A parimutuel pool of leveraged tokens

mxwtnb
2 min readMar 15, 2021

This post describes an approach to designing leveraged tokens. Looking for feedback on potential problems with this design or ways to improve it.

Tracking price^3

Let’s say BTC goes up by 5% in a day. Normally 3x leverage tokens are designed to go up by 3 x 5 = 15%. However, we do something a bit different — we design the LT to go up by a multiple of 1.05³, or a gain of around 15.76%.

So the LT tracks price^3. Similarly, the inverse LT tracks 1 / price ^ 3

Tracking price^3 is actually equivalent to rebalancing 3x return continuously, and doesn’t suffer from volatility drag (traditionally LTs tends to lose value over time).

Example

Alice thinks BTC will go up so spends $1000 on a 3x BTC LT. Bob thinks ETH will go down so spends $2000 on a 3x inverse ETH LT. So in total, there’s $3000 in the pool and the sum of the values of Alice and Bob’s LTs has to always equal $3000.

Let’s say BTC goes up by 5% and ETH goes up by 10%. Theoretically Alice’s LT increases in value from $1000 → $1158 (= 1000 x 1.05³) and Bob’s LT loses value from $2000 → $1502 (= 2000 / 1.1³).

The problem is the pool would now be worth 1158 + 1502 = $2660, which is different from the actual balance of the pool of $3000. So a crude way to fix this is to normalize all values so that they sum up to the balance. So Alice’s LT is actually worth $1158 x 3000 / 2660 = $1306 and Bob’s LT is worth $1502 x 3000 / 2660 = $1694

Caveats

1. In the example above, Alice’s LT gained value and Bob’s LT lost value as expected, but because of the normalization it doesn’t exactly track price^3. So these LTs aren’t useful for getting a precise exposure or hedge (unlike our options AMM). They’re useful as a simple way to get leverage without caring about the precise level of leverage.

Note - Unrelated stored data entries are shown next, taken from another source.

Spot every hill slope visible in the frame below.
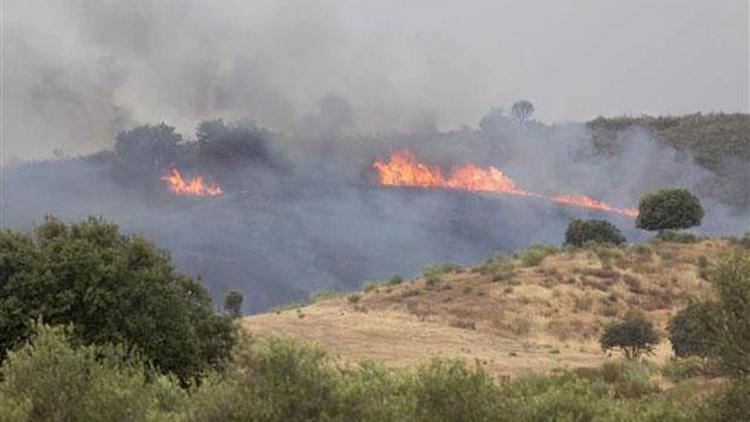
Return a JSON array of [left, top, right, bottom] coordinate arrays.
[[243, 238, 728, 375]]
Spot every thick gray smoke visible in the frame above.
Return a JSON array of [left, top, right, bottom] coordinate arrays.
[[3, 0, 747, 162], [2, 1, 748, 312]]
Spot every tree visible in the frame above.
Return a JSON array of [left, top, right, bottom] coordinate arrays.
[[114, 123, 181, 175], [224, 291, 244, 318], [564, 219, 626, 247], [707, 250, 750, 375], [599, 311, 660, 360], [0, 215, 234, 383], [668, 301, 719, 359], [511, 100, 534, 123], [635, 188, 704, 232]]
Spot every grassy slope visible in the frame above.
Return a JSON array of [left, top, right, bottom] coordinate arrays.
[[243, 239, 727, 377]]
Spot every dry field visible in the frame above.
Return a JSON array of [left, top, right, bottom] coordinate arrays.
[[243, 238, 729, 376]]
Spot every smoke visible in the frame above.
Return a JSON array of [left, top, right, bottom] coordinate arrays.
[[3, 0, 746, 162], [2, 1, 748, 312]]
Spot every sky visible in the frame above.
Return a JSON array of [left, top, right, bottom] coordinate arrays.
[[1, 0, 748, 162]]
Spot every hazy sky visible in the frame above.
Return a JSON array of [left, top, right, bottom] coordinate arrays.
[[1, 0, 748, 161]]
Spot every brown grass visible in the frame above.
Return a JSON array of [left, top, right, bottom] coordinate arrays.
[[243, 239, 729, 377]]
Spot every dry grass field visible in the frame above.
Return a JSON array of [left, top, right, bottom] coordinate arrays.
[[243, 238, 729, 377]]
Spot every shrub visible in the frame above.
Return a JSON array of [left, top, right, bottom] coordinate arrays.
[[564, 219, 626, 247], [656, 230, 698, 243], [423, 263, 462, 278], [479, 253, 515, 281], [517, 244, 557, 267], [347, 294, 361, 303], [224, 290, 244, 318], [661, 357, 705, 382], [0, 216, 234, 383], [387, 275, 404, 285], [635, 188, 704, 231], [668, 301, 719, 359], [412, 359, 502, 421], [600, 311, 660, 360], [0, 323, 186, 421]]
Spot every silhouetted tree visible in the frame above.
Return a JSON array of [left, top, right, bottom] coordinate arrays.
[[224, 291, 244, 318], [511, 100, 534, 123]]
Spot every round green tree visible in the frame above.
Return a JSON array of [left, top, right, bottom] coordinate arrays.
[[635, 188, 704, 232], [600, 311, 660, 360], [668, 301, 719, 359], [564, 219, 626, 247], [0, 216, 234, 383]]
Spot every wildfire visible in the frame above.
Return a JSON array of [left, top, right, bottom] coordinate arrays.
[[372, 150, 638, 217], [161, 168, 223, 197]]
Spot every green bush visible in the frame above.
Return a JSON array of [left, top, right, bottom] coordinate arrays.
[[0, 216, 234, 383], [564, 219, 626, 247], [516, 244, 557, 267], [600, 311, 660, 360], [661, 357, 705, 382], [635, 188, 704, 232], [0, 322, 186, 421], [655, 230, 698, 243], [668, 301, 719, 359]]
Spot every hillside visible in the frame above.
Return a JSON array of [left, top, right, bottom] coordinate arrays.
[[243, 238, 729, 376]]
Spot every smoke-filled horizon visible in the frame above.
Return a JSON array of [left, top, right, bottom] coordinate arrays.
[[2, 0, 748, 163]]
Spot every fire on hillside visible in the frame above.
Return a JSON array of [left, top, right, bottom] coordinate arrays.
[[372, 150, 639, 217], [161, 168, 223, 197]]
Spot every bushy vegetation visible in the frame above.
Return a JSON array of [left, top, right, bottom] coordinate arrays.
[[668, 301, 718, 359], [599, 311, 660, 360], [515, 244, 557, 267], [564, 219, 626, 247], [0, 216, 234, 383], [635, 188, 704, 232], [224, 290, 244, 318], [0, 323, 704, 421]]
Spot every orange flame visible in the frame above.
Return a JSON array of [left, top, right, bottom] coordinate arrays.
[[373, 150, 638, 217], [161, 168, 223, 197]]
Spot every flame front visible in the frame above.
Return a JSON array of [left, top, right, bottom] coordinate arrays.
[[373, 150, 638, 217], [161, 168, 223, 197]]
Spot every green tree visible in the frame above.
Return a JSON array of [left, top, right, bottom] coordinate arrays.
[[564, 219, 626, 247], [707, 250, 750, 375], [0, 215, 234, 383], [224, 290, 244, 318], [668, 301, 719, 359], [635, 188, 704, 232], [600, 311, 660, 360]]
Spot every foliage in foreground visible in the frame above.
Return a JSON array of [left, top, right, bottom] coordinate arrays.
[[0, 216, 234, 383], [0, 322, 722, 422]]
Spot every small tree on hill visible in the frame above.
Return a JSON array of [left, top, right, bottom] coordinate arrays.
[[564, 219, 626, 247], [635, 188, 704, 232], [600, 311, 660, 360], [224, 291, 244, 318]]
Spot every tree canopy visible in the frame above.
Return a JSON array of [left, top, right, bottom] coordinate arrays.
[[0, 216, 234, 383], [635, 188, 704, 232]]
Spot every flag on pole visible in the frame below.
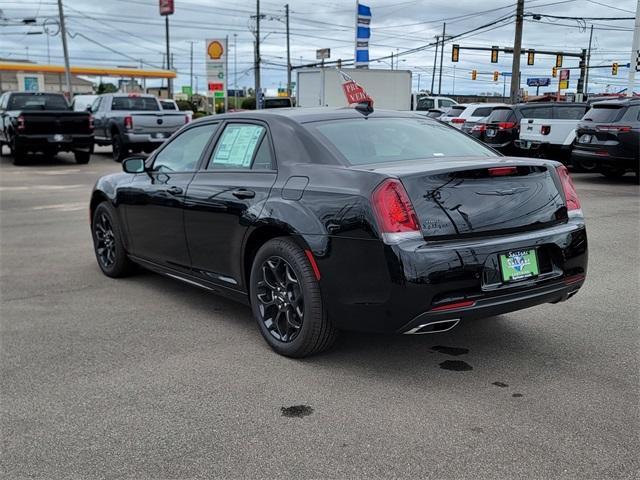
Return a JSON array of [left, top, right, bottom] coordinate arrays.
[[338, 70, 373, 107], [355, 3, 371, 68]]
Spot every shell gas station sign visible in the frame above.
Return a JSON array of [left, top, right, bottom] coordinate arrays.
[[206, 39, 227, 99]]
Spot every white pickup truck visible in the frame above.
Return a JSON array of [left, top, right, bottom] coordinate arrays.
[[514, 103, 589, 161]]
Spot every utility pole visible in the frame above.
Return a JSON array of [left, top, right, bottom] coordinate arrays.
[[189, 41, 194, 97], [285, 4, 291, 97], [584, 24, 593, 97], [390, 51, 394, 70], [56, 0, 72, 97], [510, 0, 524, 103], [165, 15, 172, 98], [234, 33, 238, 108], [255, 0, 261, 109], [437, 22, 446, 95], [627, 0, 640, 97], [431, 36, 439, 94]]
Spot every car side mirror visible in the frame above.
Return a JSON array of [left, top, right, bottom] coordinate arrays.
[[122, 156, 147, 174], [86, 105, 92, 112]]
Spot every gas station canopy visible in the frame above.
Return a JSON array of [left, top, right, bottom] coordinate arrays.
[[0, 62, 176, 79]]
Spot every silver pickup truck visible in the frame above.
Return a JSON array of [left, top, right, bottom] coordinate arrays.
[[90, 94, 187, 161]]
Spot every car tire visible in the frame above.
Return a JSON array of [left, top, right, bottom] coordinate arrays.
[[249, 238, 337, 358], [111, 133, 127, 162], [74, 150, 91, 164], [572, 159, 598, 173], [91, 202, 135, 278]]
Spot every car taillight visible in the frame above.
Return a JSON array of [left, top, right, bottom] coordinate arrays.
[[471, 124, 486, 132], [88, 114, 94, 131], [17, 115, 25, 131], [541, 125, 551, 135], [498, 121, 516, 130], [451, 118, 465, 124], [556, 165, 581, 215], [371, 178, 421, 244], [595, 125, 631, 133], [124, 115, 133, 130]]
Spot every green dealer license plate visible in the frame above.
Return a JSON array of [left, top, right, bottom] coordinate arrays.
[[499, 249, 539, 282]]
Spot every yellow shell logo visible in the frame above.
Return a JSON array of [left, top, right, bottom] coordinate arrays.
[[207, 41, 224, 60]]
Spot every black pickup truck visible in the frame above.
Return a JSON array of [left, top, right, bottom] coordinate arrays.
[[0, 92, 94, 165]]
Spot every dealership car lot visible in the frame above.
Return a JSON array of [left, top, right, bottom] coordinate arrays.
[[1, 149, 638, 478]]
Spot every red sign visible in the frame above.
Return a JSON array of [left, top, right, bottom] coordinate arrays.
[[208, 82, 224, 92], [559, 69, 570, 81], [159, 0, 174, 15], [338, 70, 373, 107]]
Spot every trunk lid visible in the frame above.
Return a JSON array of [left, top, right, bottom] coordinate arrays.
[[129, 111, 185, 134], [366, 158, 566, 239]]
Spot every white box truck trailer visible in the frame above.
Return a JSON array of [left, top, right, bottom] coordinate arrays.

2. LTs performances are relative to each other. For example, if you have a BTC LT and BTC goes up by 1%, your LT might still lose value if other assets went up by more. This can be mitigated by offering LTs for many different assets, so their performance is diversified. A cool thing about this approach is there isn’t much extra cost to adding more assets, so the pool could offer LTs for several different tokens at launch.

3. If too many people buy the same LT, that LT might no longer be worth holding. The upside is capped by the amount held by the rest of the pool, but the downside is the same as before. The easiest way to fix this is to prevent an LT from being bought if its pool share is above 25% or so.